Brave New World

By Aldous Huxley

Utopia, Dystopia and Anti-Utopia

The tradition of utopianism is one of the oldest forms of political and ideological writings. The term 'Utopia' (meaning, literally, "no-place") was invented by Thomas More in 1516, but the tradition can be traced back to Plato's Republic, and forwards through the writings of the likes of Thomas Hobbes, Jean-Jacques Rousseau, Henry Thoreau, and H. G. Wells. However, it was the Twentieth Century that saw the rise of the distinct genre of 'dystopian' writing. The word 'dystopia' was actually not coined until nearly twenty years after the publication of Brave New World, and there is perhaps more than just a semantic significance in this given that the novel is perhaps more anti-utopian than actually dystopian.
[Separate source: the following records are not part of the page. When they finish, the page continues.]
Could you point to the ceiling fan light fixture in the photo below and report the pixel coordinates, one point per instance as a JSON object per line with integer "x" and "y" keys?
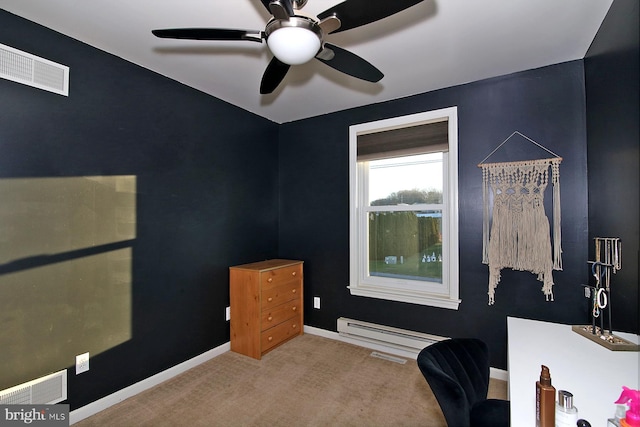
{"x": 294, "y": 41}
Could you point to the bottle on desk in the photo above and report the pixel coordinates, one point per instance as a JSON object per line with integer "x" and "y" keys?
{"x": 566, "y": 413}
{"x": 545, "y": 400}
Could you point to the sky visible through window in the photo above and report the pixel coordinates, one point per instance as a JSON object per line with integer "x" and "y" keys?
{"x": 421, "y": 172}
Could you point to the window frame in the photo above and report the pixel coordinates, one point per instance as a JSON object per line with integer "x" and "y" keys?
{"x": 361, "y": 284}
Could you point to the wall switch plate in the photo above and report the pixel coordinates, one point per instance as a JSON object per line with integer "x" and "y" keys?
{"x": 82, "y": 363}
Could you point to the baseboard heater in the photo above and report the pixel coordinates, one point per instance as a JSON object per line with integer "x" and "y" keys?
{"x": 46, "y": 390}
{"x": 402, "y": 339}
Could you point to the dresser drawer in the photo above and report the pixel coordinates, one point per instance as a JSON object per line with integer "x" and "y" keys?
{"x": 276, "y": 296}
{"x": 280, "y": 313}
{"x": 277, "y": 277}
{"x": 280, "y": 333}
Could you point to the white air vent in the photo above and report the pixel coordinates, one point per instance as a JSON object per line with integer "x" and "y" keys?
{"x": 46, "y": 390}
{"x": 409, "y": 341}
{"x": 22, "y": 67}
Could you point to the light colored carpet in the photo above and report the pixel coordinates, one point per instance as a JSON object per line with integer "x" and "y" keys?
{"x": 308, "y": 381}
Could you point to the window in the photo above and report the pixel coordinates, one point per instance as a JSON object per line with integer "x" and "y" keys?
{"x": 404, "y": 209}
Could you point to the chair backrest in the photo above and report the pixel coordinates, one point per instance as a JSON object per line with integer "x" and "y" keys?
{"x": 457, "y": 371}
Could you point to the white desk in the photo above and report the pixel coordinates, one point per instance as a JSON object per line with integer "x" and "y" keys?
{"x": 594, "y": 374}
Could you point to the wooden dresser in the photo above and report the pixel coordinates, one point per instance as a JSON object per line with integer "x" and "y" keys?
{"x": 266, "y": 305}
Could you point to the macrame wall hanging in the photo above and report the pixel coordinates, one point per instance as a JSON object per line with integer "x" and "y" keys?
{"x": 519, "y": 234}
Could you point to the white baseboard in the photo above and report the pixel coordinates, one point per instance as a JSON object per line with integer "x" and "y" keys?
{"x": 120, "y": 395}
{"x": 499, "y": 374}
{"x": 127, "y": 392}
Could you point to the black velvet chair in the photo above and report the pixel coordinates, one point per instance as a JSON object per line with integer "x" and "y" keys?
{"x": 457, "y": 371}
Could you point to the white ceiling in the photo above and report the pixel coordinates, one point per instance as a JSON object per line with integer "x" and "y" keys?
{"x": 435, "y": 44}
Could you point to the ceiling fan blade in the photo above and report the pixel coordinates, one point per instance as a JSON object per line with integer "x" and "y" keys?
{"x": 349, "y": 63}
{"x": 209, "y": 34}
{"x": 355, "y": 13}
{"x": 273, "y": 75}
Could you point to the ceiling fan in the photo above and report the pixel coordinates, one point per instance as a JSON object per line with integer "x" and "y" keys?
{"x": 294, "y": 39}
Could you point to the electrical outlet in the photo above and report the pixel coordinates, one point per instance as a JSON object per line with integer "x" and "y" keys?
{"x": 82, "y": 363}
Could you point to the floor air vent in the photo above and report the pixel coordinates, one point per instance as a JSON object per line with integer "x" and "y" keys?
{"x": 402, "y": 339}
{"x": 47, "y": 390}
{"x": 22, "y": 67}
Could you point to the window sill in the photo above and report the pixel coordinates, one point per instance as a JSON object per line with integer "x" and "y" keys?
{"x": 406, "y": 296}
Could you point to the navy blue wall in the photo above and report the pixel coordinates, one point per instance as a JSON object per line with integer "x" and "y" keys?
{"x": 206, "y": 189}
{"x": 546, "y": 104}
{"x": 613, "y": 108}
That is to say that rather than present a world of unrelenting fear, degradation, gloom and hopelessness as for example Orwell does in Nineteen Eighty- Four, Huxley's World State is, for most of its inhabitants, a place of apparent permanent happiness, stability and scientific progress. The message in Brave New World is that not only are the methods by which these ends are achieved ultimate inhuman, but that all utopian ideals will come at a number of costs: the restriction of human liberty, the controlling of the arts, science and religion; and ultimately access to the truth. Indeed, five years after Brave New World, Huxley wrote that "The end cannot justify the means, for the simple and obvious reason that the means employed determine the nature of the ends produced."
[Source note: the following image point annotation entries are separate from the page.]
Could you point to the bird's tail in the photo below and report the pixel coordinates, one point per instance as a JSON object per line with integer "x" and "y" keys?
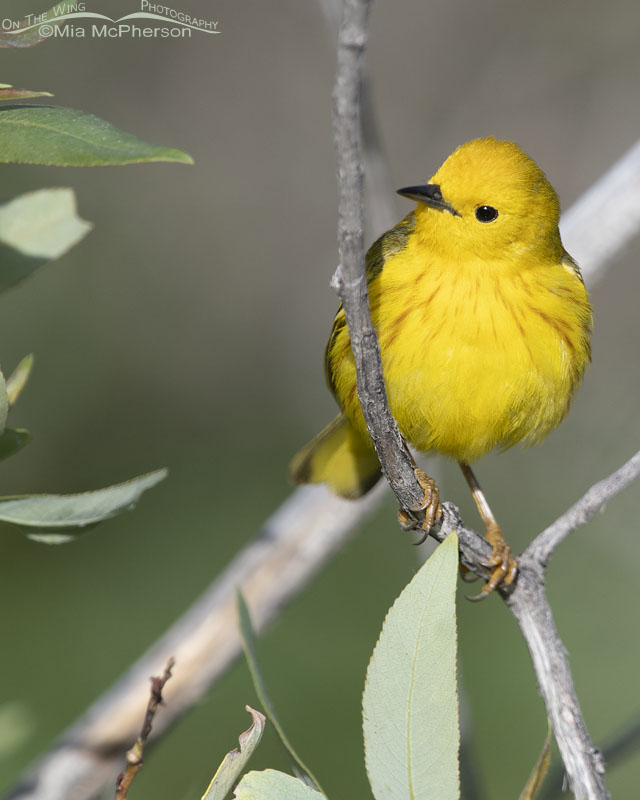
{"x": 340, "y": 457}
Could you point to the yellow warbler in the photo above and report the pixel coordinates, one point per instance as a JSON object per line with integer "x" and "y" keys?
{"x": 482, "y": 318}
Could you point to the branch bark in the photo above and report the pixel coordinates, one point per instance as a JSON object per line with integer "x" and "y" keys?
{"x": 286, "y": 553}
{"x": 585, "y": 767}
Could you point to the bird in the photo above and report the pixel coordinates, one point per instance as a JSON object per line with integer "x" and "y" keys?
{"x": 483, "y": 324}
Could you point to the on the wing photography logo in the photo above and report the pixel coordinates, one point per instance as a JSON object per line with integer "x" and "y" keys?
{"x": 74, "y": 21}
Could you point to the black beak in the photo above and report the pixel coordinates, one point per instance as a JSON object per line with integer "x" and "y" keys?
{"x": 429, "y": 194}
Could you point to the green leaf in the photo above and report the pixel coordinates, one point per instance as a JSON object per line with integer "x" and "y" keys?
{"x": 12, "y": 440}
{"x": 540, "y": 768}
{"x": 35, "y": 228}
{"x": 65, "y": 137}
{"x": 4, "y": 403}
{"x": 236, "y": 760}
{"x": 249, "y": 645}
{"x": 410, "y": 703}
{"x": 9, "y": 93}
{"x": 18, "y": 378}
{"x": 49, "y": 516}
{"x": 17, "y": 724}
{"x": 273, "y": 785}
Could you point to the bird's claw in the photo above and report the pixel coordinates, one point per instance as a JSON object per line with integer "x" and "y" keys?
{"x": 430, "y": 506}
{"x": 506, "y": 566}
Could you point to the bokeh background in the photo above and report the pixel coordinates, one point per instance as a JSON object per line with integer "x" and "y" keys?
{"x": 188, "y": 329}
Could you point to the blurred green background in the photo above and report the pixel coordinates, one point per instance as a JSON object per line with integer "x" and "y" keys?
{"x": 188, "y": 329}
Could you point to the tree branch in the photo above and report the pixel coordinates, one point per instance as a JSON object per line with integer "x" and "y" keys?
{"x": 286, "y": 553}
{"x": 528, "y": 603}
{"x": 541, "y": 548}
In this respect, Brave New World is as much a satire on utopianism itself as it is an examination of the potential direction of society at the time of writing. Given that H.G. Wells' The Shape of Things to Come, which showed an optimistic vision of a world emerging from world war and economic chaos, was published in 1933, utopianism was yet to be entirely crushed under the cynicism of the age. Indeed in May 1931, Huxley was quoted as saying he was writing "a novel about the future - on the horror of the Wellsian Utopia and the revolt against it." In this he particularly had in mind Wells' Men Like Gods (1923) and its optimistic description of a Utopia populated by 'active, sanguine, inventive, receptive and good-tempered' people. It should be noted, however, that Wells was one of the progenitors of modern dystopian fiction with his novella The Time Machine (1895) whose vision and message was not altogether unlike that of Brave New World.

Like much of the utopianism of the Twentieth Century, Brave New World takes place in the future. For the Ancients, the Golden Age was a time before history. In its turn, the Renaissance harked back to the world of the Ancients and, as the rise of capitalism, science, and industry cast a shadow over the world, some utopian thinkers once again looked to a time before 'civilisation'. Examples include Jean-Jacques Rousseau and, later, Henry David Thoreau. In our time elements in the environmentalist movement share this belief. It is significant that Huxley raises opposition to the Rousseau-esque viewpoint with his description of the Savage Reservation. Although there is freedom amongst the savages, there is also pain, disease, brutality and prejudice.

Early Twentieth Century utopianism, unlike its predecessors, and inspired by the Nineteenth Century's love affair with the concept of progress and a better tomorrow, envisaged a Golden Age that was yet to arrive - that ever hopeful country of tomorrow. As previously mentioned, a key voice in this movement was H.G. Wells, who, though he drew dystopian as well as utopian visions of the future, was still preoccupied with the idea of positive social and scientific progress. But the First World War was, for most other authors and intellectuals, to deal a savage blow to such optimistic visions of the future, and though the 1920s were prosperous for some, it was not long before the world descended once again into instability. It was against this backdrop that new visions of dystopian futures arose.